El gran pensador y filósofo alemán Friederich Nietzsche escribió en cierta ocasión que «una vez que descubres el para qué, cualquier cómo es bueno». Esta es una máxima interesante a tener en cuenta antes de que comencemos a pensar en cómo alcanzar nuestras metas.
Quien más quien menos, en los tiempos que corren, todos vivimos sobrecargados de trabajo, obligados en ocasiones a renunciar a ciertas cosas para poder llegar a tiempo a otras. Es cierto que nuestra sociedad ha avanzado mucho en todos los campos, pero ya hemos comenzado a pagar el precio por ello: nos falta tiempo.
Tiempo. Lo único que no podemos comprar ni vender. Para cada uno de nosotros comienza el día con los mismos minutos por delante para hacer con ellos lo que queramos. O al menos así debería ser. Porque muchas veces acabamos pensando que no hacemos lo que queremos sino lo que nos vemos obligados a hacer por las circunstancias que nos rodean. Pero ¿tiene que ser esto así realmente?
Claridad de metas
Hay personas que han instalado su vida en la urgencia y siempre van faltos de tiempo a todas partes. Su queja es que el día debería tener para ellos algunas horas más que para el resto de los mortales. Intentan organizarse, recurren a agendas que difícilmente pueden cumplir y se comprometen con plazos de los que terminan siendo esclavos.
En el otro extremo, en cambio, están aquellos que ven como pasan los días por delante de sí y no saben cómo atrapar las horas que ven escapar ante ellos. Nunca encuentran el momento de ponerse «manos a la obra». Se acuestan siempre con la sensación de «otro día que ha pasado en blanco».
Lo que tienen en común estos dos tipos de personas es su falta de claridad en sus «para qué». Si no tenemos claras nuestras metas no podremos encaminarnos hacia ellas. Nunca sabremos si vamos por el buen camino o estamos perdidos intentando complacer a los demás, cumpliendo las metas de otros pero no las nuestras.
No todo lo urgente es importante
Cuando no tenemos claros nuestros objetivos en la vida somos incapaces de decidir qué cosas son realmente importantes. Si no nos planteamos para qué hacemos las cosas nunca podremos saber si la tarea que reclama nuestra atención entra dentro de las que son importantes para nosotros o no.
La característica más definitoria de las personas exitosas es que son muy hábiles enfocando su trabajo hacia sus objetivos, sus metas, sus «para qué». Tienen claro aquéllo que desean conseguir y trabajan enfocándose para lograrlo.

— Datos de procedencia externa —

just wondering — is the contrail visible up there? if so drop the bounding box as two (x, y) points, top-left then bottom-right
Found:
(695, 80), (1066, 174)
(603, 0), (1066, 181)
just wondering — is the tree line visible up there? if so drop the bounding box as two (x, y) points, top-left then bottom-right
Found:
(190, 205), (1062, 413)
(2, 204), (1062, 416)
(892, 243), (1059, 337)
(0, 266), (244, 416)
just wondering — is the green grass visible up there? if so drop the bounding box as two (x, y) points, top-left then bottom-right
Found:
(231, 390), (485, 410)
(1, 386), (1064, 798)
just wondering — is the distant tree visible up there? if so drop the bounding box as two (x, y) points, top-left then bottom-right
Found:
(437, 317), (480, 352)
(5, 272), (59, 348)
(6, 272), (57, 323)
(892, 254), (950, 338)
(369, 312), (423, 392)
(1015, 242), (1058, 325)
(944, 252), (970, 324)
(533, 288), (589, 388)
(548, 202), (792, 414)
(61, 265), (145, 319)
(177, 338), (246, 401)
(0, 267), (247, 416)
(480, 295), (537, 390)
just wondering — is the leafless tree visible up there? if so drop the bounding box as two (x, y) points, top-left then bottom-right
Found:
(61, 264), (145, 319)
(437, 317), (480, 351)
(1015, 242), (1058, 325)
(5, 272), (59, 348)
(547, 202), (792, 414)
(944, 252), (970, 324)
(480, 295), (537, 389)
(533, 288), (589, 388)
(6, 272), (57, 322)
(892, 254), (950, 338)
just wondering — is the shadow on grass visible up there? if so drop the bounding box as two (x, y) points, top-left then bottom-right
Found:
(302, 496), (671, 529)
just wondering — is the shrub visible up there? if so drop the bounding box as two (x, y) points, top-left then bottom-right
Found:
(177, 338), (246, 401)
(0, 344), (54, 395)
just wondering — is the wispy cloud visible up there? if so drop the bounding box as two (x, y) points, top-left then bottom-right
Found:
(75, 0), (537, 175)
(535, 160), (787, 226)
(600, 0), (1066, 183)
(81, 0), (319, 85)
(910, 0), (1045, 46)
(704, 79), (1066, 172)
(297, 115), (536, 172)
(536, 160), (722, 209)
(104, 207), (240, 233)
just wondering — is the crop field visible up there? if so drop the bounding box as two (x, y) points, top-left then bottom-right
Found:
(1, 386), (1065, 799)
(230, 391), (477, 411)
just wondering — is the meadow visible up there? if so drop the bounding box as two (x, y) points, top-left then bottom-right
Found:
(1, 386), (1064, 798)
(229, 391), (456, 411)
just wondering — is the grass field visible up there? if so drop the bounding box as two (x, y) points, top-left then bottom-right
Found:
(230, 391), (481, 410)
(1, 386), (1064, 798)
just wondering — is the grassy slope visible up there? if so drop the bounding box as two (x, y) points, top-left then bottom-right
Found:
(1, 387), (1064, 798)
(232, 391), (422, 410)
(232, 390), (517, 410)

Se centran en lo que es importante y diferencian si es realmente urgente o no.
Para hacer un poco más complicada la situación, las tareas urgentes por lo general son más divertidas que las importantes, cuando las hacemos es más probable que alguien quede complacido, son más vistosas. Por el contrario las tareas importantes son las más tediosas, las que nos obligan a hacer un esfuerzo extra, las que en el fondo sabemos que debemos realizar ya, pero preferimos ir dejándolas a un lado hasta que acaban convirtiéndose en urgentes. Y son las que marcan la diferencia entre quienes viven agobiados por los plazos y quienes se centran en las tareas que al final les reportan grandes beneficios.
Nos será mucho más sencillo entenderlo si ponemos el conocido ejemplo del estudiante. Nuestro amigo universitario puede elegir entre lo importante, que es llevar las materias al días y hacer sus tareas o bien salir a divertirse con otros jóvenes y estudiar la noche antes del exámen. Para elegir entre una conducta y otra le ayudará mucho tener claro su propio «para qué», su propio objetivo.
Parémonos un momento a pensar en cuáles son nuestros objetivos en la vida, nuestros propios «para qué»: ganar más dinero, dedicar más tiempo a la familia, aumentar nuestras relaciones sociales, ascender a la junta directiva de la empresa, crear nuestra propia empresa, dedicarnos a los necesitados del mundo… Cualquier objetivo es bueno… aunque no todos nos proporcionan, a la larga, la misma satisfacción con nosotros mismos.